By late afternoon the wind scrambles down
the bluff but the warmer air resists, trapped
in the hollow behind the house. We try opening
and closing all the windows until a shutter loosens
and then tumbles onto the grass. We leave
it lying where it fell. The wet will warp the wood
the same, however way they meet each other. We
won’t be here to nail it up come March, we’re
turning the place over to the bank, that’s what both
of us are thinking even if we haven’t said as much so far.
Jingle mail, it’s called, for the sound made when
the paper hits the mailroom floor. Still, it is December,
after all, I owe us both a little something like festivity,
and I drag a cardboard box down from the attic
onto the porch, remove a wreath.
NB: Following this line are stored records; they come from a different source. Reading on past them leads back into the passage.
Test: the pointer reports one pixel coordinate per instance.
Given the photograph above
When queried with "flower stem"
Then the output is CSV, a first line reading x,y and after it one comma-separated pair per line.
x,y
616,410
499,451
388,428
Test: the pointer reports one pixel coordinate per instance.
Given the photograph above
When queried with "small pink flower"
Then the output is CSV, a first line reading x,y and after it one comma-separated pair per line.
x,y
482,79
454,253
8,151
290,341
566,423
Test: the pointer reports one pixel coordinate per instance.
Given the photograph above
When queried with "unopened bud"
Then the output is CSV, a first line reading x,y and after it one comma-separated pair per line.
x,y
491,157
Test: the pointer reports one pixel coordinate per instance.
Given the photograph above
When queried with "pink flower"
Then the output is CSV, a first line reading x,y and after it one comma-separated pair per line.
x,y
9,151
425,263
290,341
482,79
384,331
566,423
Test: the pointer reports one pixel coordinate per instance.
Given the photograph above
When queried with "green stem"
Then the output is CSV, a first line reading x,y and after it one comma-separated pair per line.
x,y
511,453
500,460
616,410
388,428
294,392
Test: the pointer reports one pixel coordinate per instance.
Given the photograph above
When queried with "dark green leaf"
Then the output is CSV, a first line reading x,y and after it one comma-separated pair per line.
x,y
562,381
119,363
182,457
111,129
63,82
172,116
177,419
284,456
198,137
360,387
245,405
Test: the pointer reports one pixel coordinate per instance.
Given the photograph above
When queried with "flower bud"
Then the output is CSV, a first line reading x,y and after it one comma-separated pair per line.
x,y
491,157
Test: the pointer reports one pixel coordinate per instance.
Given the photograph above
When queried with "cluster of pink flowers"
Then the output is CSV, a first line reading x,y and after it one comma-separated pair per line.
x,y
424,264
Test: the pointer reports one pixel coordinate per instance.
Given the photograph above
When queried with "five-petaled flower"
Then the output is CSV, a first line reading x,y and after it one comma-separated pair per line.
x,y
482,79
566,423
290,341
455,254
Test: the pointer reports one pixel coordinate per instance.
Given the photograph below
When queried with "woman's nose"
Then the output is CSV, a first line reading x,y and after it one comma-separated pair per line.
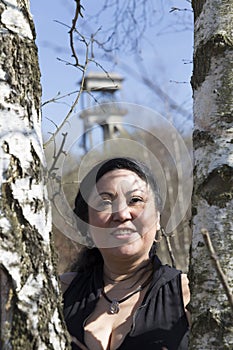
x,y
121,211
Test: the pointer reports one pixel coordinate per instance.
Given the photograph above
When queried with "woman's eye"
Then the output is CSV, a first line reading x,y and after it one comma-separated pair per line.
x,y
136,200
103,204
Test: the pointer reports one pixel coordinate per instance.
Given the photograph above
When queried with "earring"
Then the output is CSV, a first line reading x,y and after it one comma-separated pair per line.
x,y
158,236
89,241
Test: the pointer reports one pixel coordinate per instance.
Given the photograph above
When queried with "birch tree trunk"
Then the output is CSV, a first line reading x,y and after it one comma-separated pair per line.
x,y
30,308
212,81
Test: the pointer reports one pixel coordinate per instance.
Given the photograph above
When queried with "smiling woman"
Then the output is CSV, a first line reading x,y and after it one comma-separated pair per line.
x,y
121,296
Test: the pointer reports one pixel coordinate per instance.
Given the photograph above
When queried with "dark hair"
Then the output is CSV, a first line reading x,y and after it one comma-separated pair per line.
x,y
88,183
87,257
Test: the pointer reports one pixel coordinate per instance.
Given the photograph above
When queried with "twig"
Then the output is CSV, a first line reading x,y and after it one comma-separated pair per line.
x,y
169,247
217,266
73,29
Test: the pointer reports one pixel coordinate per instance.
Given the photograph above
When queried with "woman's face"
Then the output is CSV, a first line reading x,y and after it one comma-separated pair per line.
x,y
122,213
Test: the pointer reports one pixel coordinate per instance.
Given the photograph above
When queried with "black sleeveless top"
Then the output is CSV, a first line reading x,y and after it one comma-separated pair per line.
x,y
159,322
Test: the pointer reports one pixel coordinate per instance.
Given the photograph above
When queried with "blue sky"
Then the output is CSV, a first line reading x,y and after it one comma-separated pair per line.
x,y
164,54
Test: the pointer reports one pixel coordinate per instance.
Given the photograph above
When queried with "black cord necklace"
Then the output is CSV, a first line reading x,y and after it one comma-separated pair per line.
x,y
115,304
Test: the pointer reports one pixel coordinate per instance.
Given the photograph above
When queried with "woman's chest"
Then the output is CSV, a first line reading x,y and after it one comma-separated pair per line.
x,y
106,331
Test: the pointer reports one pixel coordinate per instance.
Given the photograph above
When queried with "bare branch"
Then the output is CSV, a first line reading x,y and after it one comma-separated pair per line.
x,y
169,248
217,266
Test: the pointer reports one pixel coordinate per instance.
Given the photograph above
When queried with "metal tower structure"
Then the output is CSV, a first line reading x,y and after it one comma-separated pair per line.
x,y
99,107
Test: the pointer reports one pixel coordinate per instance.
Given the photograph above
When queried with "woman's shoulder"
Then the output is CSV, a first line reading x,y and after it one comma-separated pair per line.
x,y
66,279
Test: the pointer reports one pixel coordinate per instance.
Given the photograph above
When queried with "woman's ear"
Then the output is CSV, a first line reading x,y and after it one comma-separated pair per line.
x,y
158,221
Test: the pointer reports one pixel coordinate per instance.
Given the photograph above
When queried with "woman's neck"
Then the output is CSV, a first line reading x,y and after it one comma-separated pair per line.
x,y
127,273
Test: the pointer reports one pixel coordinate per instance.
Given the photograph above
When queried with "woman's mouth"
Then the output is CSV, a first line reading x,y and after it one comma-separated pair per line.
x,y
123,233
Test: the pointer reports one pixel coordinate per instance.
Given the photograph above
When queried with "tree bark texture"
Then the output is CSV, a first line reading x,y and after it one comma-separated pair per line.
x,y
212,82
30,306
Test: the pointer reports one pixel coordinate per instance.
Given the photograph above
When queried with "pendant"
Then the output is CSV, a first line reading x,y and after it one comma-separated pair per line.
x,y
114,307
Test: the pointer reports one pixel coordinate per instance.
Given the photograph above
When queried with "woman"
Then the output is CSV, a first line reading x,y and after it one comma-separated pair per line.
x,y
121,296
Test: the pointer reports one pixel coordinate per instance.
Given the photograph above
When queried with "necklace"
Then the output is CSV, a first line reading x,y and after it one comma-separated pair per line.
x,y
115,304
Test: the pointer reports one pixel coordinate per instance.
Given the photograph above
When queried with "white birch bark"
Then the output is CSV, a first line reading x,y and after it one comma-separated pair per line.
x,y
212,81
30,308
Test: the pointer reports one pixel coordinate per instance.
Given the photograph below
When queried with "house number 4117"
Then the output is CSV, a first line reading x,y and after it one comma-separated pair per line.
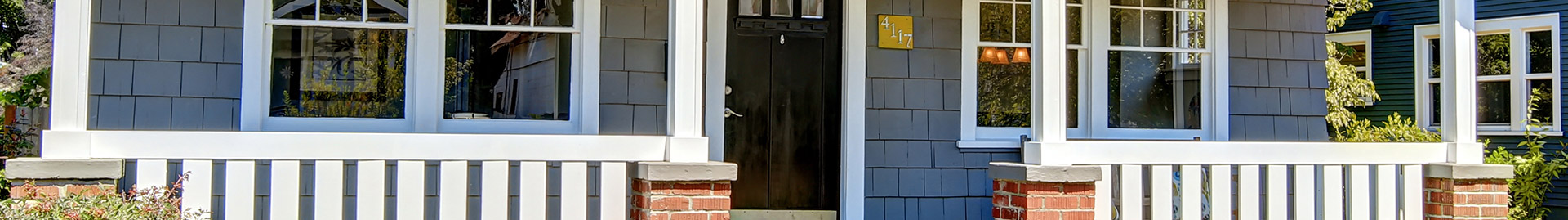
x,y
896,32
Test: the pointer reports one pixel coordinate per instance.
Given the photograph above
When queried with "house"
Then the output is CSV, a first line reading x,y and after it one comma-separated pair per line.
x,y
733,109
1520,51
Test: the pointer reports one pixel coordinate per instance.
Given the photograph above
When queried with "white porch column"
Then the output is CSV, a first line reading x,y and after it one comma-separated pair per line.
x,y
1048,117
1459,79
686,82
68,100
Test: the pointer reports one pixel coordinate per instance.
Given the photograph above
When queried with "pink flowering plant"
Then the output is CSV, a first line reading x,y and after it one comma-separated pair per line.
x,y
151,203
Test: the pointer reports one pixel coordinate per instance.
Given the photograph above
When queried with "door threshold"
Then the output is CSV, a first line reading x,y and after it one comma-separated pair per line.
x,y
760,214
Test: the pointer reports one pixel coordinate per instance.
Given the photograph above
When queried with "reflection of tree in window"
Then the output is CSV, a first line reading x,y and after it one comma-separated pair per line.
x,y
1004,87
352,73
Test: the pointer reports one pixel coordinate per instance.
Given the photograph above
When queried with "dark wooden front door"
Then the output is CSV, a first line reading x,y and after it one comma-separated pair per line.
x,y
783,78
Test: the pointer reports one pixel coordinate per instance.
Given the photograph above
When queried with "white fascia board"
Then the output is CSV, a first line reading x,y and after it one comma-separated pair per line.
x,y
366,146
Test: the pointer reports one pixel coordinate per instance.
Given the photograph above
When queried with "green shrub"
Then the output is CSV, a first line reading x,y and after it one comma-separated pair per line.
x,y
156,203
1532,172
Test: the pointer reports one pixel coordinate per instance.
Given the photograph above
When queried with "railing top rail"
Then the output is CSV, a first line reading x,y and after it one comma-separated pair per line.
x,y
1241,153
372,146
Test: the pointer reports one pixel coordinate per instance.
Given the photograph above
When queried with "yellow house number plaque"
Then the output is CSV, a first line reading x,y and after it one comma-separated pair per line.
x,y
894,32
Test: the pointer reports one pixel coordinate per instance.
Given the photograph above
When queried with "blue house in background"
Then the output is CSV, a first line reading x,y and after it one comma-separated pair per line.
x,y
1520,47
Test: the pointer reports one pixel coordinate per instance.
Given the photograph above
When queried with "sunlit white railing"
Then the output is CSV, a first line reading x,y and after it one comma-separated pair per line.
x,y
262,175
1250,181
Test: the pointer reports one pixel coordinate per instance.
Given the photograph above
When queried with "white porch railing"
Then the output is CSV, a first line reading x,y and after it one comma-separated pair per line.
x,y
1249,181
272,175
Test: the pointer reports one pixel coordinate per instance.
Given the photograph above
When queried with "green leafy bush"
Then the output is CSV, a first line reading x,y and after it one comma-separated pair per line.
x,y
154,203
1532,170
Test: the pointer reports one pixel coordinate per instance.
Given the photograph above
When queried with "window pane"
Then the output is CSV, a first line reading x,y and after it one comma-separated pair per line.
x,y
1153,92
1157,29
748,8
507,76
337,73
386,11
1356,59
1125,27
1437,102
996,22
1004,88
1022,32
1192,30
466,11
783,8
1493,54
1073,90
1540,51
1435,59
1491,102
1075,25
341,10
513,11
1157,3
1192,3
1542,101
294,10
814,8
550,13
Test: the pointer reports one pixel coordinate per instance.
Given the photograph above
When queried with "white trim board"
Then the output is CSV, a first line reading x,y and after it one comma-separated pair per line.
x,y
363,146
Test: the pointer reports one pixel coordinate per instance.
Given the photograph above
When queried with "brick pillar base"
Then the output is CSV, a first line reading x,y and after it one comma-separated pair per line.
x,y
1040,192
662,191
56,178
1471,192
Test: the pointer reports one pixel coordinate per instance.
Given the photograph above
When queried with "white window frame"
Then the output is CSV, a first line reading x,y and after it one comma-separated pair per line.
x,y
1518,78
422,107
1097,22
1358,38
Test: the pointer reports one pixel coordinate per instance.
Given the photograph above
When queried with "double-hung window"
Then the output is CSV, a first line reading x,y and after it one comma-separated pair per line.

It smells
of mildewed plastic and, very faintly, oranges.
Years ago I pinned a red and yellow ribbon onto
the loop of phony pine, and there it’s stayed, wilting
like a belle in rotten weather. By tonight the temperature
will dip again, the season seeks its equilibrium.
And we’ll close ourselves up in the house for good, wait
inside for the letter that we’ve been told comes certified.
I brush away a cobweb overhead. And then a damselfly,
who must have only yesterday emerged, you can thank
the thaw, while I was fiddling with this synthetic frippery,
descends behind me, stills her wings. It would be cruel
to let a creature like her starve, bright green coruscating
foundling, she should have gone on sleeping in the marsh.
And what will she eat, with so many months left to pass
in slow-moving time before another equanimity of light
and darkness? I crush her underfoot.